Premier évêque de Toul

De temps immémorial, Saint Mansuy est considéré comme le père dans la foi de toute la Lorraine et comme le premier évêque de Toul. Les hagiographes romains actuels en reconnaissent eux-mêmes l’existence, mais, disons-le tout de suite, il faut nous résigner à tout ignorer de sa personne et de son histoire.
Si, de tous les Saints du nouveau Propre que nous avons déjà rencontrés, Saint Mansuy est incontestablement le plus ancien, c’est aussi le premier pour lequel la biographie se réduit ainsi à néant.
Ce peut être, par contre, l’occasion d’étudier, avec les ressources de la critique contemporaine, nos origines chrétiennes, d’évoquer l’aube de ces temps lointains sur lesquels se profile la silhouette mystérieuse de Saint Mansuy. L’histoire de son culte ensuite, attestée par d’innombrables documents, fera, en quelque sorte, comme compensation, en permettant à notre piété de rendre encore hommage à la « douce mémoire » de notre aïeul en Dieu.

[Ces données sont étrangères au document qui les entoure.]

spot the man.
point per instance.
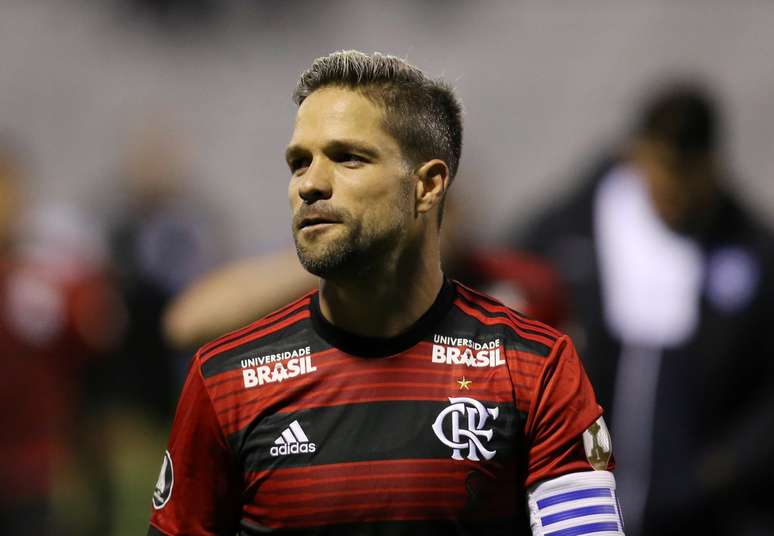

Plusieurs fois déjà, nous avons remarqué que, sans le savoir, l’Empire romain avait préparé les voies à l’Evangile, notamment par le réseau étonnant de ses grandes routes et par le quadrillage de son administration. En pénétrant, dès le début du II° siècle, à travers la Gaule, l’Eglise s’installa tout naturellement dans les cadres de la vie publique de l’Empire. Ainsi, ce sont les circonscriptions administratives du temps de Dioclétien, appelées justement « diocèses », qui ont fourni aux premiers évêchés leurs limites et leurs chefs-lieux.

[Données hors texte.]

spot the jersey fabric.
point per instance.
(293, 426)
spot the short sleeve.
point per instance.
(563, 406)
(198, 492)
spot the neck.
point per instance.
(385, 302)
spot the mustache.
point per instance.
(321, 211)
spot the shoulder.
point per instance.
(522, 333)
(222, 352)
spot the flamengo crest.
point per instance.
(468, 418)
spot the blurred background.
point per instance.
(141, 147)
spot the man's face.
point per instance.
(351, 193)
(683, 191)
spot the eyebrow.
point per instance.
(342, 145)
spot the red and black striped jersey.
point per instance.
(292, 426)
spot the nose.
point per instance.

Le cas est typique pour Toul, capitale de la Cité des Leuques, dont le territoire dessina exactement les contours du diocèse de Toul, des origines au démembrement de 1777, date à laquelle s’en détacha le diocèse de Saint-Dié. Située sur la Moselle, à la pointe de cette sorte d’accent circonflexe que fait la rivière entre sa source à Bussang et son terminus à Coblence, la ville de Toul eut de tout temps une importance stratégique de premier ordre. C’est par Toul que s’infléchissait la voie impériale reliant Rome à Cologne, par Lyon, Langres, Metz et Trèves. Aussi, dans ces villes-étapes, le plus souvent d’ailleurs centres d’un culte païen très actif, voyons-nous progressivement se développer les premiers foyers de chrétienté.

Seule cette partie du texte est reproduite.